El Chorrillo, 4 de mayo de 2023
Esta mañana, camino del collado de Medio Celemín, le
comentaba a Eduardo que admiro a la gente que escribe bien y que lo hace sobre
cualquier tema que se ponga por medio. Le decía que si tuviera que ganarme la
vida a diario, al modo en que lo hacían, por ejemplo, Francisco Umbral o Haro
Tecglen y tantos buenos escritores, seguro que ello no me daría ni para pagar
la gasolina que gasto para ir a la montaña. Si la cosa no me sale con toda
espontaneidad, un pensamiento fugaz, una idea que me la trae la brisa de la
tarde, no hay escritura que valga; no hay escritura si no lo siento vivamente
dentro de mí. Le decía a mi amigo Toño hace un rato que la idea la tenía, pero
que no conseguía encauzarla, esa que aparece como título. Es decir, que puede
suceder que tengas la idea y que no encuentres el modo de desarrollarla, bien
porque evadir los tópicos es complicado, bien porque uno es un verdadero inútil
en esto de acertar, que si bien pinchar a veces una aceituna con un palillo
requiera varios intentos, también es cierto que a veces el destino de lo que
uno escribe sea la papelera. Pues algo me sucede a mí hoy que siento muy fresco
por dentro eso de la amistad, pero que no hay modo de pillar la aceituna, así
que por vía de demora, como le sucedía al caballo de Orlando Furioso de Ludovico Ariosto, que escribía un larguísimo capítulo
en que lo único que hacía era menear la perdiz llevando al caballo de un lado
para otro, así hasta que se le desentumecieron las neuronas y ya pudo lanzar al
caballo a la plena aventura. Mi escritura de hoy sigue el mismo ejemplo de Orlando, porque cualquiera que haya
conseguido leer hasta aquí, lo cual ya sería meritorio de su parte, seguro que
andaría diciendo para sí, venga, tío, déjate de exordios y al grano.

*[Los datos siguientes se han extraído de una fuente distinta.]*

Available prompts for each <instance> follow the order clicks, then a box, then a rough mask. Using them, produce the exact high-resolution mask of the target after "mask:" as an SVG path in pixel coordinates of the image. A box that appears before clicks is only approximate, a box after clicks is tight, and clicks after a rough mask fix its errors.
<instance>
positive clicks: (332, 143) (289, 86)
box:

Sí, mejor, que como no se me aparezca la virgen voy a
tener que echar un poco más de voluntad para sacar al caballo de las rodadas
circulares en las que está metido. Así que mejor comenzar por el principio lejos
todavía de Valdemanco, que yo me desperté esta mañana después de dormir casi
ininterrumpidamente treinta y seis horas, que fue el colofón de un cansancio
infinito acumulado durante una semana después de un rudo trabajo de desbrozar arbustos, talar árboles, hacer
leña y trasladarla a la leñera, un trabajo que había pospuesto varios años atrás
y que últimamente cada vez que paso por Batres donde el pasado año un incendio
había arrasado casas y pequeños bosques, me recordaba mis obligaciones
improrrogables de cara al verano. Y que despertándome y a punto de desayunar me
dio una lipotimia de caballo, dos veces perdí el sentido (Pedro enseguida me
haría el diagnóstico, tantas horas de sueño pueden hacer descender la tensión
hasta el punto que sucedan esas cosas). Coño, me encontraba mal, pero es que
había quedado y además, y precisamente, rubor me da decirlo, con amigos tan tan
interesantes, que cómo iba yo a perderme un paseo primaveral por los floridos
campos arriba Valdemanco, las jaras a rebosar inundando con la nieve de sus pétalos
todos los parajes, los cantuesos, los enebros, ese hermoso paraje que se abre a
la derecha subiendo a Medio Celemín. Así que tira palante, algo me repuse y
hube de conducir discretísimo por si las moscas. De todos modos el cuerpo lo
que pedía era despanzurrarme en un prado y pasar allí el resto del día. El caso
es que llegamos y allí nos estaban esperando. Y milagro debió de ser porque fue
darnos los abrazos de rigor, contarles mi historia y echarme casi un rapapolvo
Pedro por haber llegado hasta allí y que bueno, que ya que había sorteado los
asuntos del tráfico, que nos sentábamos en un prado y charlábamos hasta la hora
de la comida; milagro porque casi se me fue el patatús de repente.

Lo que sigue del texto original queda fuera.